Some have criticized Obama of being anti-Israel for having criticism for some of Israel's policies. But considering the animosity that the US's alliance with Israel has created in the middle east, and with so many people living in Israel and Palestine wanting peace, is the US obligated to help solve this conflict, or should we stay out of it? Is there a need to go a step further than peace talks and bring about some change, such as put economic pressure on Israel?

More importantly, are the different sides of this conflict capable of reconciling when their opinions are based on such different histories, or is an outside agent needed for the change?

Saturday, September 12, 2009

Moralizing in Education

One of my favorite educational posters regarding drug use reads as follows:

Don't do heroin.
If you do heroin, don't share needles.
If you're going to share needles, (instructions on how to clean needles between each person's use).

In some school districts, education topics such as drug prevention and sex education have a lot of controversy surrounding what facts teenagers should know, and what they shouldn't. Somehow, there is this idea for some that the more you hide from a teenager, the less they'll have to actually confront in their social lives. This idea is illustrated with the idea that if comprehensive sex education is taught, teenagers will be more likely to have sex and contract STDs and get pregnant.

But in reality, beating kids over the head with the idealistic and patronizing message of abstinence only education just deprives teens of tools that will help them when they are confronted with very frequently-made and real decisions about having sex, doing drugs, etc.

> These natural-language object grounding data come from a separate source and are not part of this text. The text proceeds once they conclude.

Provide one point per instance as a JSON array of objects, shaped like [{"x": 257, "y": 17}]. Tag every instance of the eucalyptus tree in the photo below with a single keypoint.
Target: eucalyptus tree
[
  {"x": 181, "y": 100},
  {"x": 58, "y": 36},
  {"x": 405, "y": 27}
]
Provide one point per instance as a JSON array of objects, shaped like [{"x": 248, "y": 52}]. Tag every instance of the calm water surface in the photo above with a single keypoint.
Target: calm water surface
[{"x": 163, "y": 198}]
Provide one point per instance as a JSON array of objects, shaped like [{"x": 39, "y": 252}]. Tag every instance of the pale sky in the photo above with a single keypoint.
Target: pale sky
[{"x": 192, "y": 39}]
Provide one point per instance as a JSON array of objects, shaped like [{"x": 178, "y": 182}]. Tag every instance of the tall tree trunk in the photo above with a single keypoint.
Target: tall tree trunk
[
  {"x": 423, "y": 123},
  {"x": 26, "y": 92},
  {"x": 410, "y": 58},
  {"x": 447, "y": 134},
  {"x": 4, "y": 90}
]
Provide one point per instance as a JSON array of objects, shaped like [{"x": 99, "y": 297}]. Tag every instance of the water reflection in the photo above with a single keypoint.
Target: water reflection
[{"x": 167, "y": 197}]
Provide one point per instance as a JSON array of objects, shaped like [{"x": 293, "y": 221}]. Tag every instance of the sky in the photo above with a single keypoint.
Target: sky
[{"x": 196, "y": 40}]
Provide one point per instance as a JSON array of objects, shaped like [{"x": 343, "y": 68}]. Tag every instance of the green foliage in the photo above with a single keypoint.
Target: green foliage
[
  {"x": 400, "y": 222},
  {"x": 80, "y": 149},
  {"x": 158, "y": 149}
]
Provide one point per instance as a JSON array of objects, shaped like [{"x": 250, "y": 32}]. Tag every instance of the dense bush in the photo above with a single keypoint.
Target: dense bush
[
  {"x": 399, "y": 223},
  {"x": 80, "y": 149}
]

Sex education has become more comprehensive over the past 50 or so years, according to this study of sex ed from 2006, there apparently was a decrease in comprehensive sex education over the past 10 or so years. Why would we be allowing this to happen?

One fact I find particularly interesting is this tidbit:

"More than nine in 10 teachers believe that students should be taught about contraception, but one in four are prohibited from doing so."

If educators want to teach youth this type of useful information, I don't understand why schools should have to yield to the wishes of authoritative parents or other figures that pretend to know what's best. How can we hold on to our moral convictions instead of what the facts show us, when teaching from a strictly moral standpoint leads to actually increase the dangers teenagers face?